Let’s look at the whole paragraph with sentence 2

A central argument to be made against free education in universities and colleges is the likelihood of overcrowded classrooms and the consequent disadvantages to both students and teachers. With no financial risk attached to enrolling in a college, for instance, more students who would otherwise enter the labour force after high school might postpone that transition to the workplace and attend college courses instead. Financial consideration, then, normally a method of “weeding out” the less serious students, would no longer be a barrier and would result in full classrooms. Consequently, those students who come for the free ride would simply be a burden for the professors and trainers as well as the other students. Not only would teachers have more assignments to grade, thereby leaving them less time for more productive activities, but the students themselves would have less access to the teachers.

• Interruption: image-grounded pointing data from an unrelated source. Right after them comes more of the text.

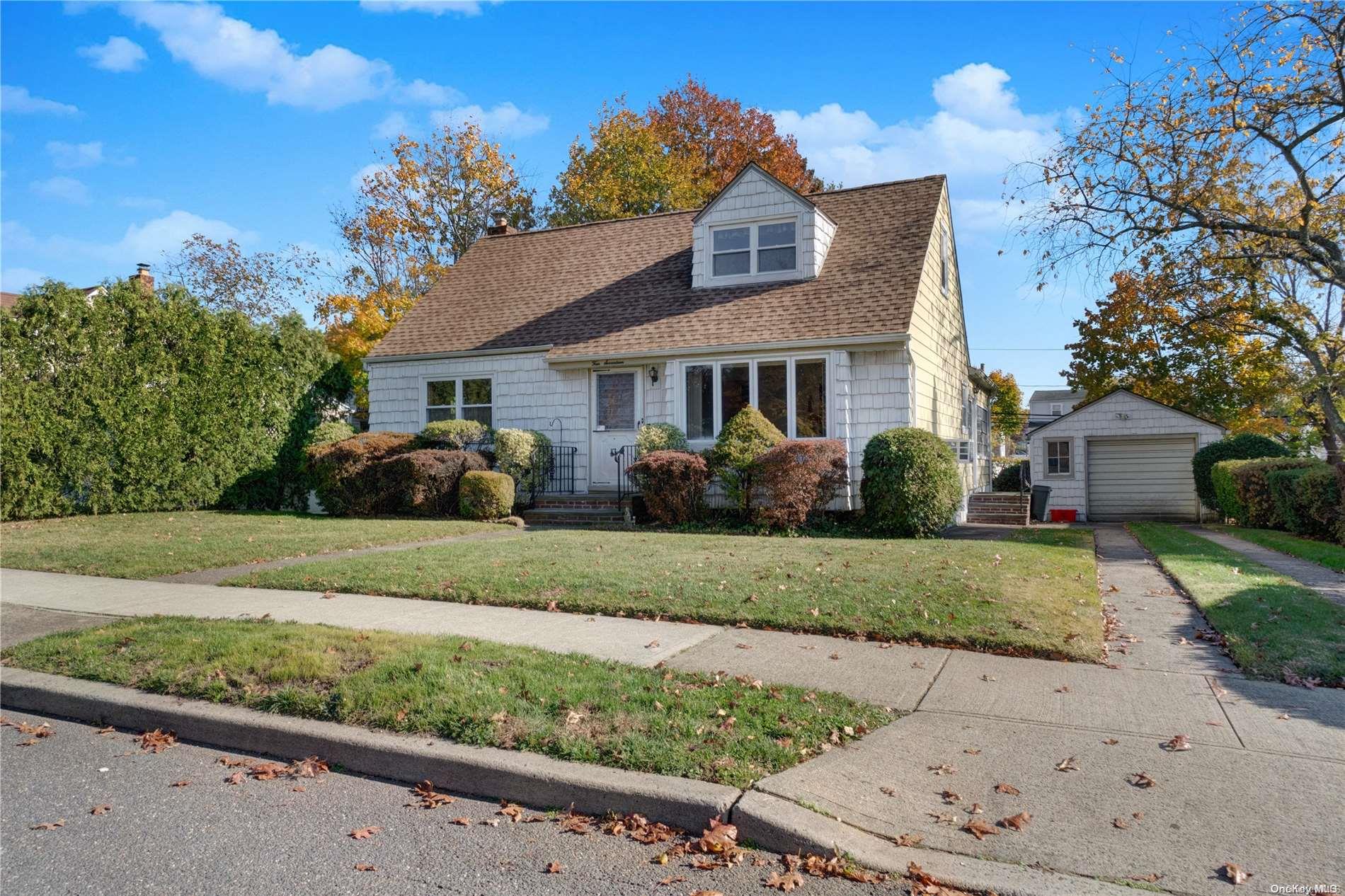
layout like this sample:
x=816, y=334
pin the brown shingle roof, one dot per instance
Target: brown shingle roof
x=623, y=287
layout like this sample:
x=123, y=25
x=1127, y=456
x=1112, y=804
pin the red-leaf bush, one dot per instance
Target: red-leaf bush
x=425, y=482
x=799, y=478
x=672, y=485
x=346, y=474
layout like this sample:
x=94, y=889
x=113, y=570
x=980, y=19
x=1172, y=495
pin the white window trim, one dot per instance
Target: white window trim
x=791, y=397
x=1046, y=458
x=752, y=276
x=457, y=396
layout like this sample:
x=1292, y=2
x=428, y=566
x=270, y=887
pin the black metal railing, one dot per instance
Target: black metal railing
x=626, y=483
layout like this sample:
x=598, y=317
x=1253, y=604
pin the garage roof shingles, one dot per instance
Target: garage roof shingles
x=624, y=287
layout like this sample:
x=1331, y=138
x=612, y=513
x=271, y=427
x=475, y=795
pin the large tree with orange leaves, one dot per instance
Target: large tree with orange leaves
x=413, y=218
x=677, y=155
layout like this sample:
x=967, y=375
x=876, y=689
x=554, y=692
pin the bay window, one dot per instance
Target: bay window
x=790, y=392
x=766, y=248
x=460, y=398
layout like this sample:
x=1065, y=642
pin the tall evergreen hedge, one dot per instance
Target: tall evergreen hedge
x=134, y=401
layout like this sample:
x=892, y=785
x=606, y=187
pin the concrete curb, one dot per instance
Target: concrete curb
x=783, y=827
x=479, y=771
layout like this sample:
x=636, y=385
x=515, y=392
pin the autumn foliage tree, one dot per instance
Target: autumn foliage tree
x=1222, y=171
x=413, y=218
x=677, y=155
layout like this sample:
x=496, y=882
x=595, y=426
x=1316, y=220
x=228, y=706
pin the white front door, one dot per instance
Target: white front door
x=615, y=404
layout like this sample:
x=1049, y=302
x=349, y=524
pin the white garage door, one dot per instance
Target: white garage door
x=1141, y=478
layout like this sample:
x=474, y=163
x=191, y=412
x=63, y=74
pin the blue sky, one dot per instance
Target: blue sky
x=127, y=127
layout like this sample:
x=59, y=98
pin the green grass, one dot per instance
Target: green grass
x=564, y=706
x=1320, y=552
x=161, y=544
x=1267, y=621
x=1038, y=599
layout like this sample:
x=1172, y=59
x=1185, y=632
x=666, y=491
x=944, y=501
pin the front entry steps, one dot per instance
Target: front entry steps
x=1004, y=507
x=576, y=510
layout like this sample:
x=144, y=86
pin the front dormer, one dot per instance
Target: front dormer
x=757, y=231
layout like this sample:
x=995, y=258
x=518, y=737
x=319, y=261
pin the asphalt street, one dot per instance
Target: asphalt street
x=264, y=837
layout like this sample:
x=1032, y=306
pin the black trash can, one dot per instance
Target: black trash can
x=1040, y=497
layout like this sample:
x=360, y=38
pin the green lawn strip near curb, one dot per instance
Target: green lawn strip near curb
x=571, y=706
x=161, y=544
x=1034, y=595
x=1270, y=622
x=1318, y=552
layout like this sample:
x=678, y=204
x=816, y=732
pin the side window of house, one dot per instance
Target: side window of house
x=1059, y=458
x=459, y=400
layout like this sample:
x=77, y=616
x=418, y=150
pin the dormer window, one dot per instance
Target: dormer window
x=759, y=248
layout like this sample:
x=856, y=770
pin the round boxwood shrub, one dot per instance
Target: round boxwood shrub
x=1242, y=447
x=1008, y=479
x=454, y=435
x=736, y=452
x=911, y=485
x=486, y=495
x=330, y=431
x=659, y=437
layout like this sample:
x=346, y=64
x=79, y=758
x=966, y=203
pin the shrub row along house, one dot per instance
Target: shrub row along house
x=838, y=315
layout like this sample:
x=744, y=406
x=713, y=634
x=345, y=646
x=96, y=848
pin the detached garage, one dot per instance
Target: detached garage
x=1122, y=458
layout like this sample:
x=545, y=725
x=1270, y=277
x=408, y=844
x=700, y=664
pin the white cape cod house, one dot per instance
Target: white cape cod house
x=837, y=315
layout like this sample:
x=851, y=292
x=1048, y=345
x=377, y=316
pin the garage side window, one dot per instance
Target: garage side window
x=1059, y=458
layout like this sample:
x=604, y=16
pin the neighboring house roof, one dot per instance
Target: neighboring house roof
x=1058, y=394
x=624, y=287
x=1092, y=406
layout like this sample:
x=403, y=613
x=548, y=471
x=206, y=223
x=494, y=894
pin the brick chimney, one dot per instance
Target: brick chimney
x=500, y=228
x=143, y=277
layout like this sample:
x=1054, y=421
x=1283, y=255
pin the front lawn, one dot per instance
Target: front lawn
x=564, y=706
x=1320, y=552
x=1269, y=622
x=161, y=544
x=1032, y=595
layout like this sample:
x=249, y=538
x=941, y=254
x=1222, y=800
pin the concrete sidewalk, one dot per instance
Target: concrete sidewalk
x=1328, y=583
x=1262, y=786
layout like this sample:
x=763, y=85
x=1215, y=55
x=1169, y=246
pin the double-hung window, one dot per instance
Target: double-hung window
x=464, y=398
x=1059, y=458
x=789, y=392
x=765, y=248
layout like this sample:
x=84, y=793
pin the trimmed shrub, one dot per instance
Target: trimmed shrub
x=1320, y=498
x=486, y=495
x=1008, y=479
x=425, y=482
x=659, y=437
x=331, y=431
x=349, y=478
x=1243, y=447
x=1283, y=494
x=739, y=448
x=801, y=478
x=1254, y=488
x=672, y=485
x=911, y=485
x=454, y=435
x=131, y=401
x=515, y=452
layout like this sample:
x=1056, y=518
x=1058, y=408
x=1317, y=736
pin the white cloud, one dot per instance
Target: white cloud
x=62, y=189
x=432, y=7
x=390, y=127
x=18, y=100
x=977, y=134
x=118, y=54
x=234, y=53
x=19, y=279
x=503, y=120
x=74, y=155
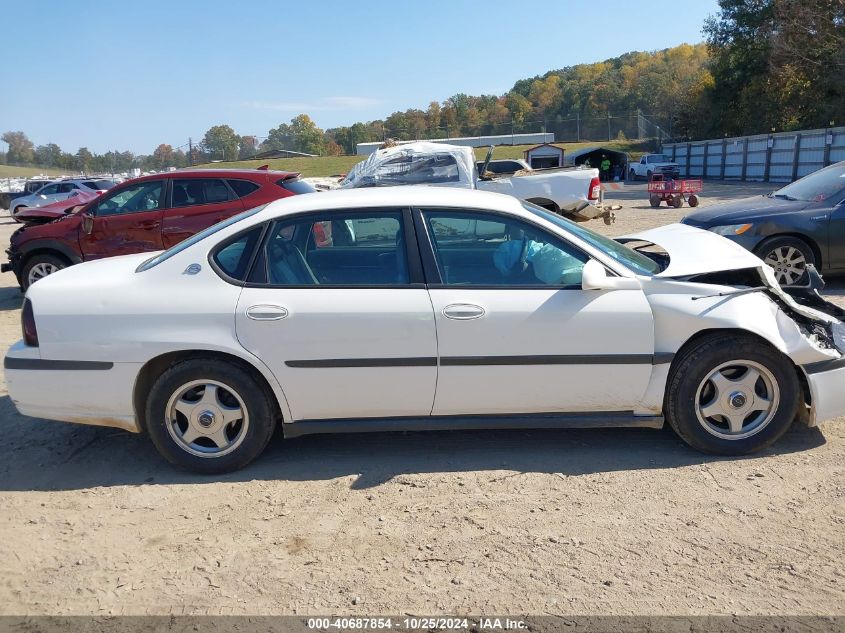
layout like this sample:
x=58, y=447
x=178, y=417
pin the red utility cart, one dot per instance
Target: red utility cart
x=672, y=191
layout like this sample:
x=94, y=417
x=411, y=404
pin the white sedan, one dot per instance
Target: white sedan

Overall, this suggests that free education has the potential to significantly disrupt learning.

There are several ways you can approach the final sentence of a paragraph. This of course depends on the position of the paragraph, in terms of its function (intro, body, conclusion). But even if we look at paragraphs within a body section, you can end it with a mind to what has come before, and what follows. In our example paragraph, we have reached a conclusion. In other words, we think we have made our point clear and are now ready to move on to the next argument. The sentence we have ended the paragraph with serves two functions: 1) it summarizes the overall aim of the paragraph and the essay, namely, by showing how free education is not a positive thing and can in fact be a disadvantage to learning. 2) it ties the paragraph into a complete whole. This is also a sign to the reader that the following paragraph will deal with something different. The next paragraph will continue to argue against free education, though it will do so from a different perspective.

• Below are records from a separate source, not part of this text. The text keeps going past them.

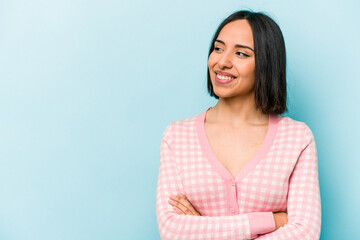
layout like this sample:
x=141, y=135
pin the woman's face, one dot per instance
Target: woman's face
x=232, y=62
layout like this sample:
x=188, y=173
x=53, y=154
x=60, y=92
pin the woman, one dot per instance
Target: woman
x=240, y=170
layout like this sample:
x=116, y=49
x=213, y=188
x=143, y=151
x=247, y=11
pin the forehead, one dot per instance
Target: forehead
x=237, y=32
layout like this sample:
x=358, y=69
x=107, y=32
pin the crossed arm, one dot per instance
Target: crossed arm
x=303, y=210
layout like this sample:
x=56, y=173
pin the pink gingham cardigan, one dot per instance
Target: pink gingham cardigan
x=281, y=176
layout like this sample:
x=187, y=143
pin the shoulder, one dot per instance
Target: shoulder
x=295, y=128
x=181, y=128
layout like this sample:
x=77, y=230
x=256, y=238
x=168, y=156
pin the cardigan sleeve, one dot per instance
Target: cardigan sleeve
x=175, y=226
x=303, y=202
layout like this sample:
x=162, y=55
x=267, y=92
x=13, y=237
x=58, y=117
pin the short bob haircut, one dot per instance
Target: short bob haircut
x=270, y=61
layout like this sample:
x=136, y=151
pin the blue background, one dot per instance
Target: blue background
x=87, y=88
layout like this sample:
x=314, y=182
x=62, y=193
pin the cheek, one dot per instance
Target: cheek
x=211, y=61
x=247, y=68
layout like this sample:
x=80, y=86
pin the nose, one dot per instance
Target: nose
x=225, y=60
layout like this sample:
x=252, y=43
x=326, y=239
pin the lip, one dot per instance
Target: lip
x=221, y=81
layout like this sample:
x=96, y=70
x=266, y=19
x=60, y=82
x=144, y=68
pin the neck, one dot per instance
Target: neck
x=238, y=111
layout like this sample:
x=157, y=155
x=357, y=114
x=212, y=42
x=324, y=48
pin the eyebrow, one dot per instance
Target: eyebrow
x=237, y=45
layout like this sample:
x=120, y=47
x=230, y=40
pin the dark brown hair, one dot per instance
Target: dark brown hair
x=270, y=61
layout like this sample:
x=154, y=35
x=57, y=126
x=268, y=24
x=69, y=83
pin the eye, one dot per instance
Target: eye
x=241, y=54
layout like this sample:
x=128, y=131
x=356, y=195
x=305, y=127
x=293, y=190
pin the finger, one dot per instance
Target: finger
x=184, y=204
x=179, y=206
x=178, y=211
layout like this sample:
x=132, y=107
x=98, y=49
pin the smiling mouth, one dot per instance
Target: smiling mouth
x=223, y=77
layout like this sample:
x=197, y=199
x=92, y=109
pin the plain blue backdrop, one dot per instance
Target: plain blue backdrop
x=87, y=88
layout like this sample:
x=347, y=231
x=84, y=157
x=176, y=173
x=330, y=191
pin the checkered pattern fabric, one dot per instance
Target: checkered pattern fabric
x=282, y=176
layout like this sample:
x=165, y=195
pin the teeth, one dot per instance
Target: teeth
x=222, y=77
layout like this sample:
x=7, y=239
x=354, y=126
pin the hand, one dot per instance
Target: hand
x=280, y=219
x=182, y=205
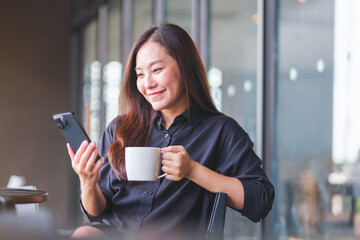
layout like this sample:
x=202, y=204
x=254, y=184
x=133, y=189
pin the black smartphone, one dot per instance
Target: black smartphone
x=72, y=129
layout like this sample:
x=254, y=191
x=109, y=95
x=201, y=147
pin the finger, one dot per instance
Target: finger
x=98, y=164
x=172, y=149
x=70, y=151
x=168, y=156
x=90, y=163
x=86, y=155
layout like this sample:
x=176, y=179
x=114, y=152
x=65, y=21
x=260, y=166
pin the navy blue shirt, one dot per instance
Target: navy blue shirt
x=215, y=141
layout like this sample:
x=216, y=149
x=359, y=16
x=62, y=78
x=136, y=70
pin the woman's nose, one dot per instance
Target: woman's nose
x=149, y=82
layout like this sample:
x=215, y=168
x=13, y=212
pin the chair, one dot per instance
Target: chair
x=216, y=224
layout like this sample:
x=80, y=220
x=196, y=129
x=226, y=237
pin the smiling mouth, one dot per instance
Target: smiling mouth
x=154, y=94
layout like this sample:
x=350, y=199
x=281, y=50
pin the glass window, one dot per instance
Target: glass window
x=113, y=67
x=317, y=120
x=92, y=82
x=142, y=18
x=232, y=79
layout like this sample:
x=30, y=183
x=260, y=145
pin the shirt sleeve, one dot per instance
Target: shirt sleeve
x=238, y=159
x=105, y=173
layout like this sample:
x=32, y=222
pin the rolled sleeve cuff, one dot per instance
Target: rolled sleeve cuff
x=257, y=201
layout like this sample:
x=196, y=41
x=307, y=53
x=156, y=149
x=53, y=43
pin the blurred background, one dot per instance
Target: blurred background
x=286, y=70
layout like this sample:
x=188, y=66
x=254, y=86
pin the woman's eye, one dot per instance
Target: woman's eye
x=157, y=70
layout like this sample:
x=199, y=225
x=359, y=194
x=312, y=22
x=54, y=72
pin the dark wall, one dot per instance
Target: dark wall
x=35, y=83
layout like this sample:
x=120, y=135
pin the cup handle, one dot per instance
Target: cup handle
x=162, y=175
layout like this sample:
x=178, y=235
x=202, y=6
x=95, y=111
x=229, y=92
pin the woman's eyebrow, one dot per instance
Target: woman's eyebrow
x=151, y=64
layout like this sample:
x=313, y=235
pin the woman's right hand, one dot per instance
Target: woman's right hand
x=83, y=163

Remember how the paragraph began (A central argument to be made…). With the last sentence of our example paragraph, we have left the door open for a straightforward opening to the next paragraph:

Another argument opposing tuition-free studies is…

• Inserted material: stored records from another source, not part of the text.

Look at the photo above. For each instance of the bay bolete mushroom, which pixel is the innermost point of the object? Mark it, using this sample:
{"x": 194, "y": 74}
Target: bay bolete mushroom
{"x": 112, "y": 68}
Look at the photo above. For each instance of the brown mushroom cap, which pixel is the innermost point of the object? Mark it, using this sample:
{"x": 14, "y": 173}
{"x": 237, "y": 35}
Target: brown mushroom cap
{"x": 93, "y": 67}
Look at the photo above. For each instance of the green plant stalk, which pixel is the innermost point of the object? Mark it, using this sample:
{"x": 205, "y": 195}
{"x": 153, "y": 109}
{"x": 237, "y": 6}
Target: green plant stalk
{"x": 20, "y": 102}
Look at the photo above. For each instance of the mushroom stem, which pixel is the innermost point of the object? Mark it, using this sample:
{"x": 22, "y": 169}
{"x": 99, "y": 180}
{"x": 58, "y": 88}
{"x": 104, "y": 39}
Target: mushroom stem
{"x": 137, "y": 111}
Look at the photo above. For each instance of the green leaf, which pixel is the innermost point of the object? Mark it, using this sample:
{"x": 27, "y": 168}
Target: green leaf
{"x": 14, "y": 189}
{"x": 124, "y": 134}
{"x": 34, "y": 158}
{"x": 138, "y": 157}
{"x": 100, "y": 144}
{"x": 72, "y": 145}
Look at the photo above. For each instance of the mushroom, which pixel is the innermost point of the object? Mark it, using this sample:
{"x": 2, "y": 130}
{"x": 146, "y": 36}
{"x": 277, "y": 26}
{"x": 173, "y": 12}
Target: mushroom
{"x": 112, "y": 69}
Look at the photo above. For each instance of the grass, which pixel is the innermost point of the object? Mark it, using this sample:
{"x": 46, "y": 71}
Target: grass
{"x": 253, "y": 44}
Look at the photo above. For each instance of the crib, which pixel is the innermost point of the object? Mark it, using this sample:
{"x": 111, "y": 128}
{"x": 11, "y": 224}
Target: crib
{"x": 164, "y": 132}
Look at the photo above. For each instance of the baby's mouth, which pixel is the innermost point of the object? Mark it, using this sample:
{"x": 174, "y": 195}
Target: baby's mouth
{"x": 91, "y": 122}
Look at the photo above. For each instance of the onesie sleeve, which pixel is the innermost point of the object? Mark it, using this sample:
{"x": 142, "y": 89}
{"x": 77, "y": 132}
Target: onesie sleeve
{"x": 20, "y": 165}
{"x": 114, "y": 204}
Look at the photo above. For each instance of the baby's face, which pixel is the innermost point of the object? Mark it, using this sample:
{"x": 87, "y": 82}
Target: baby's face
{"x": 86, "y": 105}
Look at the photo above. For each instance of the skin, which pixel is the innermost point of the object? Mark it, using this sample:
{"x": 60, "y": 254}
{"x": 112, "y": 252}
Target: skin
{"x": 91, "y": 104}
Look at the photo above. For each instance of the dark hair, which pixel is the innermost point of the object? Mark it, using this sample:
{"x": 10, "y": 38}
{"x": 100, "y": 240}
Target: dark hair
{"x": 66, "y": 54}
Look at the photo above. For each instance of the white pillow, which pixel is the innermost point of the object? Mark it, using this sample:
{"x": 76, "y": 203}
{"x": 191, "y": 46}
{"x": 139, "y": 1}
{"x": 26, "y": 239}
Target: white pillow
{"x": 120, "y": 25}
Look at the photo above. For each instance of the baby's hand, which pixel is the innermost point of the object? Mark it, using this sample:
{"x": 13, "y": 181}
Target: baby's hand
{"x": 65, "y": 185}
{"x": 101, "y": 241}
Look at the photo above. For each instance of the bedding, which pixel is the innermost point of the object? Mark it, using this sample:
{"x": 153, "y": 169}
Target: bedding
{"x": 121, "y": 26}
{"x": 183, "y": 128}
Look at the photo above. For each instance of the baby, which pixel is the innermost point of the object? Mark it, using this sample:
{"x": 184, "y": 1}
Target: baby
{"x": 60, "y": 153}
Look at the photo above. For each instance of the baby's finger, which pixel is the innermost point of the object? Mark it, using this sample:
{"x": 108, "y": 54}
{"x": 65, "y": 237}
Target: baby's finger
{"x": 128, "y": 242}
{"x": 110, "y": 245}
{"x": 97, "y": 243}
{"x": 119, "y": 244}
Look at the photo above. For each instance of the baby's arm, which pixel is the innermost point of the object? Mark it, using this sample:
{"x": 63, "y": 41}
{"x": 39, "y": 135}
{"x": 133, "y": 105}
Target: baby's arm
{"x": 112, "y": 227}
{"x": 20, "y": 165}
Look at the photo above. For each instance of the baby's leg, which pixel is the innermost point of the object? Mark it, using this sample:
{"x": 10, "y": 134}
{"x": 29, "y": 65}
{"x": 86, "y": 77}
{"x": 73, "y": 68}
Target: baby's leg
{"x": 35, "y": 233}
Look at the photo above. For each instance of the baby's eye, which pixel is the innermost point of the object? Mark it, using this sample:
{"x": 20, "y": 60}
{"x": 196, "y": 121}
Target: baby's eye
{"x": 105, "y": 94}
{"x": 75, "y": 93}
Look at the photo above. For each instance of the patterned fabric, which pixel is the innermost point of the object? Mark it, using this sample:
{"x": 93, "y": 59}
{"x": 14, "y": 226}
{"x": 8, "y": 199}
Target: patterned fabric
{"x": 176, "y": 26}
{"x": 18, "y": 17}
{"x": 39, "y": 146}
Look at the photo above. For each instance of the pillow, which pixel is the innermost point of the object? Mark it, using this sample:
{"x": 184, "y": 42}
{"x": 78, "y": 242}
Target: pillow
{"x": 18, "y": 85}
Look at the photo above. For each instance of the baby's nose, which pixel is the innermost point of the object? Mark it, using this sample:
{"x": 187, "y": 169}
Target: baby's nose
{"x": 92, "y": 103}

If, however, we want to build on our example paragraph and join the next paragraph’s topic somehow to it, then we need to create a bridge. This means that the sentence with which we ended the paragraph is not suitable. We need something that leaves a door open to bridge one paragraph to the next using an element from the first.

The last thing we wrote about in our paragraph were the professors and students. We can use the next paragraph to develop a new argument based on these people, either professors or students or both. Either way, we need to prepare our reader. We can do this by leaving a more open-ended sentence at the end of our paragraph, or by using a transition to begin the next paragraph:

[…] less access to the teachers. After all, the purpose of education is to help students reach their maximum potential, and overworked teachers are less likely to be able to provide these students the best education possible.

4. Beginning the next paragraph with a transition

1) Moreover, overworked teachers tend to “burn out” much more quickly and need more time off to recover.

2) This naturally leads to the question of the quality of teaching that a free college would be able to afford.

We have now ended our paragraph differently; we have left the door open to consider more deeply the roles of the teachers and/or students in a free education system. The two sentences that are given as examples (1, 2) are possibilities for beginning the next paragraph. Both utilize a transition or transition phrase to return to a topic sentence, yet maintain the focus that we ended the last paragraph with. Sentence 1 allows us to now focus on the teachers, while sentence 2 allows us to focus on the teaching (which includes the teachers). Either way, the reader is prepared to look at this idea further.

NOTE: Transitions are an essential component of good writing. They create flow, maintain cohesion, and act as cues for the reader. Make sure you have a good handle on these.